After the guests arrived and collected flutes of champagne, the talk turned to art and books and theater and, inevitably, to Gypsy Rose Lee herself. What did she think about
Strip Girl
, the show on Broadway that told the story of a burlesque dancer? Was it based on her life? “
I consider that show an insult,” Gypsy replied, “not only to me but to the many stars who have been in burlesque. The author should have his eyes opened and his mind washed.” Did everyone hear that Mae West called her “Lady Peel”? Gypsy’s retort: “
Mae West,” she said, “is the weakest link in the Vassar daisy chain.” When another actress, Carole Landis, criticized “leg art,” an informal term for burlesque, Gypsy feigned offense. “Leg art requires no protection from Miss Landis,” she purred. “I am sure no one will mind if she does
Salome
in long underwear and a fire helmet.” When Yale boys informed Gypsy she placed second to Ann Sheridan in a campus popularity poll, they asked for her opinion of the actress. “
I think he was a swell general,” she said sweetly.

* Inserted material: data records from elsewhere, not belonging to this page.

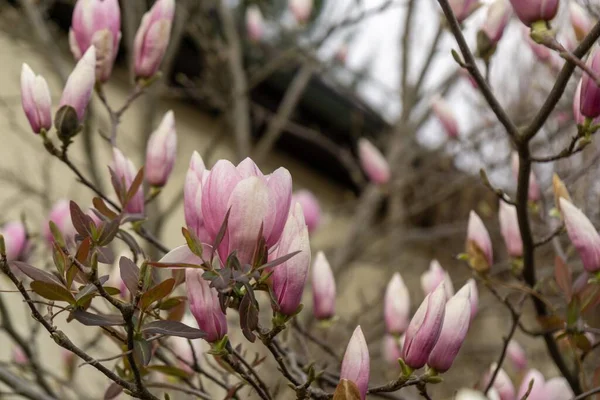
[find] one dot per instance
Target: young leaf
(172, 328)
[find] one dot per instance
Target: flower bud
(444, 113)
(79, 86)
(516, 355)
(462, 9)
(435, 275)
(479, 244)
(152, 38)
(582, 234)
(590, 91)
(396, 306)
(97, 23)
(424, 329)
(255, 24)
(373, 162)
(36, 100)
(301, 9)
(160, 154)
(530, 11)
(509, 227)
(288, 279)
(356, 363)
(15, 240)
(323, 284)
(454, 331)
(310, 207)
(204, 305)
(580, 20)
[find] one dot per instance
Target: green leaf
(52, 291)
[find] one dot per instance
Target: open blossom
(96, 23)
(530, 11)
(396, 306)
(310, 207)
(509, 227)
(161, 151)
(356, 363)
(36, 100)
(373, 162)
(288, 279)
(454, 331)
(323, 284)
(479, 244)
(444, 113)
(424, 329)
(435, 275)
(152, 38)
(583, 235)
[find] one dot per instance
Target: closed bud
(161, 150)
(530, 11)
(80, 84)
(255, 23)
(445, 115)
(310, 207)
(204, 305)
(582, 234)
(479, 244)
(454, 331)
(424, 329)
(590, 92)
(396, 306)
(435, 275)
(96, 23)
(323, 285)
(152, 38)
(36, 100)
(356, 363)
(373, 162)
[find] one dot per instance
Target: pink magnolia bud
(462, 9)
(301, 9)
(590, 91)
(509, 227)
(537, 390)
(396, 306)
(15, 240)
(192, 197)
(469, 290)
(204, 305)
(498, 17)
(435, 275)
(36, 100)
(79, 86)
(580, 20)
(516, 355)
(310, 207)
(323, 284)
(530, 11)
(479, 244)
(97, 23)
(288, 279)
(373, 162)
(126, 171)
(152, 38)
(444, 113)
(160, 154)
(583, 235)
(356, 363)
(424, 329)
(255, 24)
(454, 331)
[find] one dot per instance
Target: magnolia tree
(169, 318)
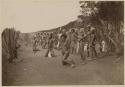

Did everyone see her picture with the Princeton football team,
where her position was given as “
Right End”? How clever she is,
seasoning her conversation with French
—comment beau, comment special, comment futé
—and to think she had so little formal education. Did they hear Gypsy once attended a publishing party with playwright and publisher John Farrar? She took charge of every conversation, tossing off casual references to Shakespeare and Karl Marx, to Dorothy Parker’s
Death and Taxes
and Damon Runyon’s
Guys and Dolls
, to the recent autobiographies published by Emma Goldman and Lincoln Steffens. Isn’t it darling when she tilts her head self-consciously and inquires, “
Whither the New Negro?” Have they heard that Gypsy is a drug addict? A lesbian? A damn good female impersonator? Aren’t her stories about her mother hilarious—bilking all those lodge men, stealing blankets and wigs and entire sketches, shooting at her sister’s boyfriend, threatening the late, great Billy Minsky?